Pendant ce temps-là, dans le camp d'Emmanuel Macron, on ne peut que se réjouir du résultat de la primaire qui se dessine. On souhaite, bien entendu, la victoire de Benoît Hamon, ainsi Emmanuel Macron disposera d'un espace politique plus large que si c'est Manuel Valls qui l'emporte. De fait, l'ancien Premier ministre et son ancien ministre de l'Economie sont grosso modo sur le même créneau politique, celui d'un libéralisme tempéré par une dose de « social ». Tous les deux se posent en héritiers de Michel Rocard. D'ailleurs, à droite, dans le camp Fillon, on souhaiterait davantage une victoire de Manuel Valls à la primaire des socialistes, afin que celui-ci vienne marcher sur les plates-bandes d'Emmanuel Macron et ainsi l'affaiblir. Évidemment, du côté de Macron, on a conscience qu'en cas de victoire de Manuel Valls, la compétition va s'affirmer dans les semaines décisives à venir. Mais Emmanuel Macron dispose d'un avantage certain : il a les mains libres. A la différence de Manuel Valls, qui devra tenir compte de son « opposition » au sein du PS. Bien entendu, en cas de victoire de Benoît Hamon, les choses seront plus aisées car, de nombreux électeurs socialistes pro Valls viendront « naturellement » rejoindre les rangs de Macron, sans parler des parlementaires, on l'a dit, soucieux de tenter de sauver leur siège.
Un dénouement en mars
Des renforts qu'Emmanuel Macron ne rejettera pas, tant il a encore besoin d'électeurs supplémentaires pour tenter de souffler à François Fillon ou Marine Le Pen une place au second tour.

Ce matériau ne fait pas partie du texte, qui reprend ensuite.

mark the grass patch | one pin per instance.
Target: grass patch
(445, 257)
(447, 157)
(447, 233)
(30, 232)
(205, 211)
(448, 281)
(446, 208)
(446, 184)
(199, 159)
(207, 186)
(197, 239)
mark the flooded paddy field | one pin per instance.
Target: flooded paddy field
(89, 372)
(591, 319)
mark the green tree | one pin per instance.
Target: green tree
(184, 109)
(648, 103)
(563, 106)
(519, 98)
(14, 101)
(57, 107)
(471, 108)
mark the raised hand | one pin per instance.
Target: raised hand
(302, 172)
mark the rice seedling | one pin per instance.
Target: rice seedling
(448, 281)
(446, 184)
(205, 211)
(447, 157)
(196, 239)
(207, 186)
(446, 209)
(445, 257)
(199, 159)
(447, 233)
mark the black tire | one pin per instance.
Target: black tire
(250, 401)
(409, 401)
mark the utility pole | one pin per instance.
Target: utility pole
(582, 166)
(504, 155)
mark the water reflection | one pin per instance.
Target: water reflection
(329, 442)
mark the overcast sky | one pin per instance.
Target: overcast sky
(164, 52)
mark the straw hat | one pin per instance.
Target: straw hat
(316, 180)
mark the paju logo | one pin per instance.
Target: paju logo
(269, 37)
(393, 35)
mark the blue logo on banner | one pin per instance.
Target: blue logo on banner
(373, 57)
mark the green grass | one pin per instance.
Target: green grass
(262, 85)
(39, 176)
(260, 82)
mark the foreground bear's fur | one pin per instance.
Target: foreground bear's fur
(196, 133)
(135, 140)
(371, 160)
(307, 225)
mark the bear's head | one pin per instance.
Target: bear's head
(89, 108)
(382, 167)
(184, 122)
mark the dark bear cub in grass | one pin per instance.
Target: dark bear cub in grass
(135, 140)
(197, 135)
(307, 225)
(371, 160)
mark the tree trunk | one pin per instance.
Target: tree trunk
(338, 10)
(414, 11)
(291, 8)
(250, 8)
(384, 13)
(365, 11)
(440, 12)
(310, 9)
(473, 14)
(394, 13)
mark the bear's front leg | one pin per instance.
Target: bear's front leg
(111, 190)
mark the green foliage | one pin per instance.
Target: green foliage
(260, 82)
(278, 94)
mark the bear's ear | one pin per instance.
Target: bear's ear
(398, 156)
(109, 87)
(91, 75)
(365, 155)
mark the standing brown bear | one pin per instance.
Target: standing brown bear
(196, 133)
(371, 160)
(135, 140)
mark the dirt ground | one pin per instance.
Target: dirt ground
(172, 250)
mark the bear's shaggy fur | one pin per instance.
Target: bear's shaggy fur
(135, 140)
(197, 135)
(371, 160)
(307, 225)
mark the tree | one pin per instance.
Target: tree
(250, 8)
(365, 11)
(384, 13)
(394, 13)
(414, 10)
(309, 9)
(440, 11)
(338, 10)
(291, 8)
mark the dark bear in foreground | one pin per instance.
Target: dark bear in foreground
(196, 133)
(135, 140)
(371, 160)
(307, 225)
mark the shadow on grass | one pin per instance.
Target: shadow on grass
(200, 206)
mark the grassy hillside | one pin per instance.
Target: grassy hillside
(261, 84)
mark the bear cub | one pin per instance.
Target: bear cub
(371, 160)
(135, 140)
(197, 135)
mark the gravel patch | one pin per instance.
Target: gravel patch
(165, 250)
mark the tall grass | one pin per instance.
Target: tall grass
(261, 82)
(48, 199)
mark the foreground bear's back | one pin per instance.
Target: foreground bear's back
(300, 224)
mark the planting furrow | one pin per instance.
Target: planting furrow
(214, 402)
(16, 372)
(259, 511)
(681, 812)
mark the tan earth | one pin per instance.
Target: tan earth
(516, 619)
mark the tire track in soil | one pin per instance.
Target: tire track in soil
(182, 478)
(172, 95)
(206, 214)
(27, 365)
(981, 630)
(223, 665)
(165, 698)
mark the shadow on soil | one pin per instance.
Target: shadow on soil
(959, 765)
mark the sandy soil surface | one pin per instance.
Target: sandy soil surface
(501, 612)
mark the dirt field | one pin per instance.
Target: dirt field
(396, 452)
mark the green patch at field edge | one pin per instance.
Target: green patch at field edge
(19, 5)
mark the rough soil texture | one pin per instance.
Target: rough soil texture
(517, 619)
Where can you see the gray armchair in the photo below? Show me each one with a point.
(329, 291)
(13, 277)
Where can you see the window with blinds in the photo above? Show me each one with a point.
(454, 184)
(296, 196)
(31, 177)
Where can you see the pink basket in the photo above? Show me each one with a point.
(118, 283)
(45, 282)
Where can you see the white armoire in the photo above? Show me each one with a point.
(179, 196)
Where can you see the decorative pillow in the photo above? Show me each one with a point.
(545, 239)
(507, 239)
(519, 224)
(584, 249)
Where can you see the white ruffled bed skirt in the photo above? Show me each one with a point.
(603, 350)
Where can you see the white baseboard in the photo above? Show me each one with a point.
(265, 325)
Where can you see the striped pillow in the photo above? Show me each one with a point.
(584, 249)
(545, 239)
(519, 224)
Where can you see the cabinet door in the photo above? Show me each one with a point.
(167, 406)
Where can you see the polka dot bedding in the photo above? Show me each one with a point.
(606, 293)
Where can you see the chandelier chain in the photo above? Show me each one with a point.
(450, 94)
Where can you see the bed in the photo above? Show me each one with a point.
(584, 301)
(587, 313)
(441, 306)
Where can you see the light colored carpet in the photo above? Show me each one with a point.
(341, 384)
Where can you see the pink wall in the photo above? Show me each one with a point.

Le dénouement de toute cette histoire se produira sans doute en mars. Si le candidat issu de la primaire socialiste continue de stagner à une cinquième place dans les sondages, il devra alors se désister pour empêcher que François Fillon et Marine Le Pen monopolisent le second tour et, surtout, pour « négocier » dans la perspectives des législatives. Autant de perspectives peu réjouissantes pour un parti socialistes qui, malgré des moments difficiles, n'a jamais été dans une telle situation de désarroi depuis sa création en 1971.